Michel Rabagliati - Paul en appartementUn auteur sensible et souvent drôle, un roman graphique d’excellente facture (encore, ai-je envie de dire), une biographie touchante et simple, Paul en appart’ se lit en une petit heure à peine. De la rencontre avec Lucie au premier appartement dans lequel le couple s’installe, c’est hélas trop court. Au moins ça peut se relire un nombre incalculable de fois.

Il était une fois…

La vingtaine plus ou moins tassée (sais pas trop, on est au début des eighties), Paul emménage avec sa petite amie dans leur premier appartement à Montréal.
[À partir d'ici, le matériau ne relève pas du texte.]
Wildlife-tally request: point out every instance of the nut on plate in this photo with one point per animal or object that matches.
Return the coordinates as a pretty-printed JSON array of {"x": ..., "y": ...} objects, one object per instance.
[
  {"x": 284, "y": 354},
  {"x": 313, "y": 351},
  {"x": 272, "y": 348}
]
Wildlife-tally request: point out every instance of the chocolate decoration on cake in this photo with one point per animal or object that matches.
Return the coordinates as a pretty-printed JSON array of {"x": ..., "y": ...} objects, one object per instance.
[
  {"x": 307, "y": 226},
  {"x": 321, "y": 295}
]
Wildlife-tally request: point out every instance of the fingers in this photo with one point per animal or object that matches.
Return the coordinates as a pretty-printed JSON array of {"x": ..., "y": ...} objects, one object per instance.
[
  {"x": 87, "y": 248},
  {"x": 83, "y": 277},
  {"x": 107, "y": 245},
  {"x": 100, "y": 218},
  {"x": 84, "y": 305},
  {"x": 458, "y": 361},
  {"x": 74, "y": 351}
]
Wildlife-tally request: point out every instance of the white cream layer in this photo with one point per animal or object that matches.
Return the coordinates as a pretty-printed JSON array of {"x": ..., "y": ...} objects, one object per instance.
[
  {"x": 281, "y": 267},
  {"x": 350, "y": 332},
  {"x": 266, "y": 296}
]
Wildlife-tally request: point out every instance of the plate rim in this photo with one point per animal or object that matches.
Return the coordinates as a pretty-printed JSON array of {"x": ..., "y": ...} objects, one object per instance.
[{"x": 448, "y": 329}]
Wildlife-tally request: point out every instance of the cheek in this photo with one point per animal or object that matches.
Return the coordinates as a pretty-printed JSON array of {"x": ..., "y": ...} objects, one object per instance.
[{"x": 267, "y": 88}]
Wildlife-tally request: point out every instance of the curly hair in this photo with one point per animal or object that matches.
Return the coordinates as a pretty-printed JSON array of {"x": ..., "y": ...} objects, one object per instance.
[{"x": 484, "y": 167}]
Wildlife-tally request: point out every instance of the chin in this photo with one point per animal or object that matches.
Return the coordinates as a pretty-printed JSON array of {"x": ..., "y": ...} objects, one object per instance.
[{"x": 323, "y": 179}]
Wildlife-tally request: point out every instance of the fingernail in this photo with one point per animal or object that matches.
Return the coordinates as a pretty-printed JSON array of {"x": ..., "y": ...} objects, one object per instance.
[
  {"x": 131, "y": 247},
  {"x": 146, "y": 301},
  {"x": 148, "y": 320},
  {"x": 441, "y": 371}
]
C’est l’occasion pour notre ami de se remémorer quelques souvenirs (études, rencontres avec Lucie) et d’avancer, petit à petit, dans la vie. Tout en discourant sur Tintin (hommage appuyé même).

Critique de Paul en appartement

Autant vous prévenir : j’ai toutes les œuvres de l’auteur aux gros sourcils dans ma bibliothèque. Celle objet du présent billet doit bien être, pour le moment, une de ses plus courtes (à part Paul à la campagne, il me semble). Et la lecture de Michel R. est un plaisir renouvelé, il m’arrive d’en relire de temps à autre, c’est dire.

Cette centaine de pages porte sur une période importante du héros : celle de la fin de ses études et de la prise de son indépendance en tant qu’homme (amoureux). Paul fait ses premières missions en tant que graphique pendant que Lucie, sa copine rencontrée sur les bancs de l’école (qui l’éblouit par ses références de BD), décide finalement d’étudier la linguistique. Quelques instants de bonheur, d’autres moins heureux (la grande tante Jeanne qui clamse un poil trop vite), le quotidien est loin d’être morne et est rendu avec une tendresse formidable.

Si le style est toujours aussi fluide (avec un phrasé québecois truculent), Tigre déplore la taille du roman graphique qui est bien courte. Le dessin, en noir et blanc, est parfaitement adapté et, malgré un trait assez gros, les mimiques des personnages sont superbes. Et je ne parle pas de l’architecture, notamment lors du voyage à New-York, qui est plus que correcte.

Au final, je n’ai pas grand chose à reprocher à Rabagliati sur ce coup là. Le rapport prix / nombre de pages, certes élevé, est vite effacé eu égard le travail de l’auteur qui est dans les petites feuilles tigresques.

Thèmes abordés (du moins selon Le Tigre)

L’éducation. Un presque tiers de ce titre est dédié à Jean-Louis Desrosiers, professeur gay – cela a son importance puisqu’il dragouille le timide Paul. Le prof’ dépoussière la fonction d’enseignant avec ses méthodes, plus particulièrement la possibilité d’avoir des activités extra-scolaires. C’est grâce à cela que Paul et Lucie vont pouvoir se pécho lors d’un séjour à NYC en plus de gagner en créativité.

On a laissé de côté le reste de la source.